The only other new release to rank in the weekend’s top ten movies was the comedy Masterminds, which earned a disappointing $6.6 million to go along with generally negative reviews. Even an ensemble cast including Zach Galifianakis, Owen Wilson, Kristen Wiig, Kate McKinnon, Leslie Jones, and Jason Sudeikis wasn’t enough to save the film, which follows an inept group of wannabe criminals attempting to pull off a massive armored-car heist.

This weekend also marked the first week that Suicide Squad didn’t have a top-ten finish. Warner Bros. Pictures’ supervillain team-up movie managed an eight-week run among the weekly top ten, and has amassed more than $320 million in U.S. theaters over that period — a tally that puts it just $10 million shy of Batman V. Superman: Dawn of Justice.

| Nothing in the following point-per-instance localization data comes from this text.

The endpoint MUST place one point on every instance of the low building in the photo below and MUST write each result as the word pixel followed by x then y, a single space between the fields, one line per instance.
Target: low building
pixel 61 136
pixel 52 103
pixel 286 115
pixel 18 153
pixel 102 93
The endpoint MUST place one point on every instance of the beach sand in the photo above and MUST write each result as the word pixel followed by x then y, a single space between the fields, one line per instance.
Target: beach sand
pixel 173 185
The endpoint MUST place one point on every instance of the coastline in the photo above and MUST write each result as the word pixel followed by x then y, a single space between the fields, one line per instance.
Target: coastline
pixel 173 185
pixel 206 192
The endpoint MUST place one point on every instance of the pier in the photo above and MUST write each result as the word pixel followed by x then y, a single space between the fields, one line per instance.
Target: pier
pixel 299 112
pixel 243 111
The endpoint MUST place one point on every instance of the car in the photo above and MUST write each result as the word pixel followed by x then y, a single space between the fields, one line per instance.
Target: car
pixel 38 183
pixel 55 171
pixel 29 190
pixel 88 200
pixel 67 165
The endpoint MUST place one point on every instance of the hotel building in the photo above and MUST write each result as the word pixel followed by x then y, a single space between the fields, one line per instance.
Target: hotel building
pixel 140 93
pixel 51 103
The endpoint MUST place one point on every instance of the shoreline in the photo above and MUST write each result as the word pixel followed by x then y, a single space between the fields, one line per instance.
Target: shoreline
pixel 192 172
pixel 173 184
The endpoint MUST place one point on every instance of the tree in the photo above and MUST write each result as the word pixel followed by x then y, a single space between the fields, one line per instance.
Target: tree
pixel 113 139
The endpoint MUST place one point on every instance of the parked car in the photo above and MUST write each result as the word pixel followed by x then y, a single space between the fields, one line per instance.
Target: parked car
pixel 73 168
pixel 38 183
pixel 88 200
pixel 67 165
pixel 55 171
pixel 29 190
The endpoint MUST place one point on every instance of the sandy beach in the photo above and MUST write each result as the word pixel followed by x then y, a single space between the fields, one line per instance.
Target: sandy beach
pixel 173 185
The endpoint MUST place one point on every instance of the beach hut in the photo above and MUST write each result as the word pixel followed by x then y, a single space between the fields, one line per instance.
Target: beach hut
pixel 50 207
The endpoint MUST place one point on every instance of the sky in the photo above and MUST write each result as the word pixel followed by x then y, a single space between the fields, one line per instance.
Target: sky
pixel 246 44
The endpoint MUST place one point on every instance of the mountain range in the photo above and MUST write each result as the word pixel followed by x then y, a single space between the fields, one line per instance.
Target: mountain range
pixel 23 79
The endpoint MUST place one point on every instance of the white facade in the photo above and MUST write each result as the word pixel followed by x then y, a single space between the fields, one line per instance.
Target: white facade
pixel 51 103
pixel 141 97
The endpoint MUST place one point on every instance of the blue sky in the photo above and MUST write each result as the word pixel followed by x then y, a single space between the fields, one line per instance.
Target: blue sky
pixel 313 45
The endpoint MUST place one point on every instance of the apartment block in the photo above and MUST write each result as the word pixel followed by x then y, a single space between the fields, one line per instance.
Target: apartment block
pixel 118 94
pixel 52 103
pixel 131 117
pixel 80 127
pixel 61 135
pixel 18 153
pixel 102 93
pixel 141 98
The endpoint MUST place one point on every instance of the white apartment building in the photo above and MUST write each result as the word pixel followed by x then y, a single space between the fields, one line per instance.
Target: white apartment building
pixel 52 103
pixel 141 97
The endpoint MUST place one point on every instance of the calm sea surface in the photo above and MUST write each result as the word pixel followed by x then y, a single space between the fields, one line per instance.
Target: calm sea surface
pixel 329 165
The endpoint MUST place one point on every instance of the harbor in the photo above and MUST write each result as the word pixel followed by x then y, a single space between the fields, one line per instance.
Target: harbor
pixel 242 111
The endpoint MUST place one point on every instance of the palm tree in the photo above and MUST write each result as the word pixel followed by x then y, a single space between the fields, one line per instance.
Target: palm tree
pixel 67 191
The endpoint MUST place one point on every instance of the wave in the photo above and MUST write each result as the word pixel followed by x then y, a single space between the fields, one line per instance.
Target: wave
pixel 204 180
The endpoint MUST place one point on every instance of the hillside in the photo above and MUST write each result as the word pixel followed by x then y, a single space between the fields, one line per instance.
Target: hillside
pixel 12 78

Also noteworthy was the $8.4 million earned by the biopic Sully over the weekend, which makes it the 14th film starring Tom Hanks in a live-action role to gross over $100 million in U.S. theaters. It’s also the fifth film directed by Clint Eastwood to top that mark domestically.

There’s a good chance we’ll see this week’s top films carry their success over another week, as the next batch of new releases aren’t expected to be blockbusters (but will likely still do well critically and commercially). The thriller The Girl on the Train is the highest-profile movie debuting October 7, with slave-rebellion drama The Birth of a Nation — which was written, produced, and directed by its star, Nate Parker — also expected to have a good run after a celebrated festival run earlier this year.